Karakollarda ne çektiğimizi biz biliriz. Karakollarda azap omasın diye. Avukatlar susamaz. Avukatlar susarsa olmaz. Bunu bilmeli Ankara. 2010 Referandumu'nda yapmayın dedik, yargıyı FETÖ'ye teslim ediyorsunuz dedik. “FETÖ diyemezsiniz, Hocaefendi” dediler. Bu da bir FETÖ girişimidir. Ergenekon örgütlediniz Balyoz ürettiniz. Biz bastık. Orayı bastık işte. O çadır gösterimine gittik. Bedel d öder avukatlar bunu bilesiniz. Biz bunu söyledik size yapmayın dedik. Artık de yapmayın diyoruz. Bu memleketin avukatları hiç Allah affetsin demedik artık gördüklerimizin karşılığı bu mu? Biz biat etmeyiz, boyun eğmeyiz avukatız biz. 30 Haziran 2020 bunu bir kenara yazın. Bu bir FETÖ girişimidir. Yargının ele geçirildiği 2 sac ayağından sonra 3. sac ayağının da ele geçirilmesidir. Tarihe düşülmüş bir nottur bu.”
“Baro yöneticileri olarak Ankara'ya yürüdük. Baro liderleri Ankara'ya giremedi. Kanunsuz bir buyrukla durdurulduk. Bir baro yöneticimiz darp edildi. Evvel yakıcı bir güneş, sonra şiddetle bir yağmur altında şemsiyelerin girişinin müsaade verilmediği, battaniyelere müsaade verilmediği, çay makinesinin bile içeri sokulmadığı saatler yaşadık biz. Zulümden bahsediyorum. Bir polis devletinden bahsediyorum. Biz buradan geri dönemeyiz. Bu devletin dirence muhtaçlığı var, bunu en iyi uygulayacak bir memleketin mensuplarıyız biz. Yurttaşların bu dirence muhtaçlığı var. O direncin sahibi avukatlarıdır. Bunları hatırlatacağız onlara. Bu hakkımızı sonuna kadar kullanacağız onlara. Bu yapının uniter devlet yapısına hilâf olduğunu kanıtlayacağız. Teklif Meclis'e verildi. AKP'nin Meclis'te çoğunluğu da var.
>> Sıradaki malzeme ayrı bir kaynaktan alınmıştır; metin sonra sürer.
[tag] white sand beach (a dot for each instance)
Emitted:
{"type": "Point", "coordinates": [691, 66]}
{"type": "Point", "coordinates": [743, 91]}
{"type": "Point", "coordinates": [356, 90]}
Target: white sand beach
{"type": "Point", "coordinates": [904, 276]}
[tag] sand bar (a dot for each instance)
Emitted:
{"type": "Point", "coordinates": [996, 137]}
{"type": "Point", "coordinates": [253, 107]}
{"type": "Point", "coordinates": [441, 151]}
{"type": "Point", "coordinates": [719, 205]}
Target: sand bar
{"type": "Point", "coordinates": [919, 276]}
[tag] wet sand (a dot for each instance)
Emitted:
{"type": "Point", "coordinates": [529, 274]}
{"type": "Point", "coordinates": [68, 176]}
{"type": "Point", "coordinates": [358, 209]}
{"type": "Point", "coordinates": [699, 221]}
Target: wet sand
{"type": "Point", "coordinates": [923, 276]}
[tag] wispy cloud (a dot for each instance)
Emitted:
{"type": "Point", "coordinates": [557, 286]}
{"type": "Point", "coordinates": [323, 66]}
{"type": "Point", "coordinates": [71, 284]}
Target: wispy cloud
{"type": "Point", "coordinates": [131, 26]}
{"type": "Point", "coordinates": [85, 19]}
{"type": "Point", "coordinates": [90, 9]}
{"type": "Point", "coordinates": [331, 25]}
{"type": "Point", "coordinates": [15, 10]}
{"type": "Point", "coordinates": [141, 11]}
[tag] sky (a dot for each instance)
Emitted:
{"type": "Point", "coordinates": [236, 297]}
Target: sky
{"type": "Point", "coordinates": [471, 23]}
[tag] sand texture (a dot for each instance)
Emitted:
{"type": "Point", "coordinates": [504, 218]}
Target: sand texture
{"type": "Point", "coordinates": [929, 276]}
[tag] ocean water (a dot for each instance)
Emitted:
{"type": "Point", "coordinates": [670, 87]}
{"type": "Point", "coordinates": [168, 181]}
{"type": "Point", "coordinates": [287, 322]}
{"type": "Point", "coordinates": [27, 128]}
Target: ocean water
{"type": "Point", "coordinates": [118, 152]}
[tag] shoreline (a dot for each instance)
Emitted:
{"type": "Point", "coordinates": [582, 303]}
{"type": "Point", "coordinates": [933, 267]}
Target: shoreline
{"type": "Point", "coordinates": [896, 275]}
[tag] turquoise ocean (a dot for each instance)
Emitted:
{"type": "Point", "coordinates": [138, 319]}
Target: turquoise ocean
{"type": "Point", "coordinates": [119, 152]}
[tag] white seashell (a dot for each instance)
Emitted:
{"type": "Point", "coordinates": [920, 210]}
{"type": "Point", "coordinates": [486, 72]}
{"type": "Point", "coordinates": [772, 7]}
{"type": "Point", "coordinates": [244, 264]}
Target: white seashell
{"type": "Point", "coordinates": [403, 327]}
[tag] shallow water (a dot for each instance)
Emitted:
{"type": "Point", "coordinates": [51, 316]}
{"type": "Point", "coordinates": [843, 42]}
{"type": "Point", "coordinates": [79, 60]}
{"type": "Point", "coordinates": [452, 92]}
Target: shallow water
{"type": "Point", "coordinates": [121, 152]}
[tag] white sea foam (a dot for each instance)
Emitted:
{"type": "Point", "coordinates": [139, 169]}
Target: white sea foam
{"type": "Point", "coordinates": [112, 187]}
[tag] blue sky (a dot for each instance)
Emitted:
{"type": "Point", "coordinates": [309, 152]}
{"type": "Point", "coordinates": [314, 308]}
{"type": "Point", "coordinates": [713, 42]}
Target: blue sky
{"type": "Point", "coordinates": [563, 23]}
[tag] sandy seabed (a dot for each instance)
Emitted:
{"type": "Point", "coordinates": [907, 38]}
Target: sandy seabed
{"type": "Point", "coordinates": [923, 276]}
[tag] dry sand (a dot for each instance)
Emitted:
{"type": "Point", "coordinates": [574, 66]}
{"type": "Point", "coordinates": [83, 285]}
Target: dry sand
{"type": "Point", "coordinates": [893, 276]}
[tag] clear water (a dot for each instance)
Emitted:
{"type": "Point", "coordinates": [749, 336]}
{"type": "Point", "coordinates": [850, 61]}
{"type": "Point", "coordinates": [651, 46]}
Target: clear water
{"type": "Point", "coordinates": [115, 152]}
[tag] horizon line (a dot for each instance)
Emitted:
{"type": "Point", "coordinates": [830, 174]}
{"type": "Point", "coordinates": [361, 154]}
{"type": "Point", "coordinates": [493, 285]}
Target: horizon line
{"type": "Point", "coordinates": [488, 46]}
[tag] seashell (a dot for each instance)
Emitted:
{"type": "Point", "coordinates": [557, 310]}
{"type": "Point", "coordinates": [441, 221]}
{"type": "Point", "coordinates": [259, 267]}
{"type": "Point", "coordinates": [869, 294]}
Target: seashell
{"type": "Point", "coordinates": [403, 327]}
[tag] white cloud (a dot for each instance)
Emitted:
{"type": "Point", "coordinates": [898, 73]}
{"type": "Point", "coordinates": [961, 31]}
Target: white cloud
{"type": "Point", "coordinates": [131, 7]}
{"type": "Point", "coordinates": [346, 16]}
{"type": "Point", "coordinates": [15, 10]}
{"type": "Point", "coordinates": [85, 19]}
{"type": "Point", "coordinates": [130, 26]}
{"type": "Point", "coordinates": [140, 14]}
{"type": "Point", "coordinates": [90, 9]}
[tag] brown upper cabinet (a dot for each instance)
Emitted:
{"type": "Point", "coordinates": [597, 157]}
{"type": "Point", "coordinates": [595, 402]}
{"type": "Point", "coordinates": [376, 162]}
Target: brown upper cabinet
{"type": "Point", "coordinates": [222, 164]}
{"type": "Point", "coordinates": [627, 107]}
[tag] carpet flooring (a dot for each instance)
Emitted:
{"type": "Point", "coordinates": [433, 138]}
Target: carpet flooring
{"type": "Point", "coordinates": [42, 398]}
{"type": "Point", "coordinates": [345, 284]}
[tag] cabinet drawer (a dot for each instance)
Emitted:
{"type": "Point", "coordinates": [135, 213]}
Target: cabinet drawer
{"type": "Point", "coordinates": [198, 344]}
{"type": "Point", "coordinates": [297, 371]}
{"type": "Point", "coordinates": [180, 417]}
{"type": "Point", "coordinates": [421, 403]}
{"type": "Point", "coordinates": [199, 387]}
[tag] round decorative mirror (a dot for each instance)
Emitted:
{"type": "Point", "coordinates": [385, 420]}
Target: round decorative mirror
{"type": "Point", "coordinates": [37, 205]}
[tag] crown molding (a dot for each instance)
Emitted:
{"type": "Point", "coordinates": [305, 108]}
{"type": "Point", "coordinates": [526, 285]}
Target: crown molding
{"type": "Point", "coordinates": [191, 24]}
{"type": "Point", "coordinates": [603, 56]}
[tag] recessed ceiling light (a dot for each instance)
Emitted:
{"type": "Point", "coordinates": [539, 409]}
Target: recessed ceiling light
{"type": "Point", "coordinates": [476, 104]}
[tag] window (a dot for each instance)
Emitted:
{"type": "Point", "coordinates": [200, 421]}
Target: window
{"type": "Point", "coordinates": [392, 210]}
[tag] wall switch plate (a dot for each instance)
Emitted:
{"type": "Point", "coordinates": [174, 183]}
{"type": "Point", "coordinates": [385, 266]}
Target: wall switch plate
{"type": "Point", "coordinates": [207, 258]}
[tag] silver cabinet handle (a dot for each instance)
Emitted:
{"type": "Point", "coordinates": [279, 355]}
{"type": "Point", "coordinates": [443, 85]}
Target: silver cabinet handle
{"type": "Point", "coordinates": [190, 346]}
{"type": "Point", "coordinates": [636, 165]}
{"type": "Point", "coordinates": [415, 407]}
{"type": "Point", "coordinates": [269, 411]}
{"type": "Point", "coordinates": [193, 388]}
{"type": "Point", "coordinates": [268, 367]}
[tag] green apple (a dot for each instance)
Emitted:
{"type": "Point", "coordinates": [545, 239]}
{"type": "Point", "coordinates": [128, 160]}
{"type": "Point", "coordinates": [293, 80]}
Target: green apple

Teklifin geçmemesi için demokratik haklarımızın hepsini kullanacağız. Burada başlayıp burada biten bir şey değil. Devam edeceğiz buna. Ancak bilmedikleri bir şey var. Bunların yaptıklarının daha fecisini 12 Eylül'de darbeciler yapmış İstanbul Barosu'na. İstanbul Barosu'nun kapısına mühür vurmuşlardı. Hani darbeler kendi hukukunu oluşturacaklardı ya, hani onun önündeki en büyük köstek avukatlardı ya. Onu gördükleri için evvel İstanbul Barosu'nun kapısına kilit vurdular. Biz o periyottaki yöneticimizi şehit verdik. Sandılar ki bu türlü yaparsak avukatları sustururuz. Bambaşka bir gelişti İstanbul Barosu avukatlarında bir genetik kod gelişti. Uğraş kodu gelişti. Şayet buhran devirlerinde, yargıya tehdit savurulduğu devranda avukatlar susarsa Orhan Apaydın'a kendilerini borçlu hissedeler. Sonuna kadar savaş edeceğiz. Uğraş bizim genetik kodumuzdur. Yargı bağımsızlığı için, sonuna kadar savaş edeceğiz.”
Feyzioğlu'na reaksiyon.
Miting ortamında toplanan avukatlar Türkiye Barolar Birliği (TBB) Yöneticisi Metin Feyzioğlu'nu protesto etmeye devam etti. Sahada Feyzioğlu istifa sloganları atıldı.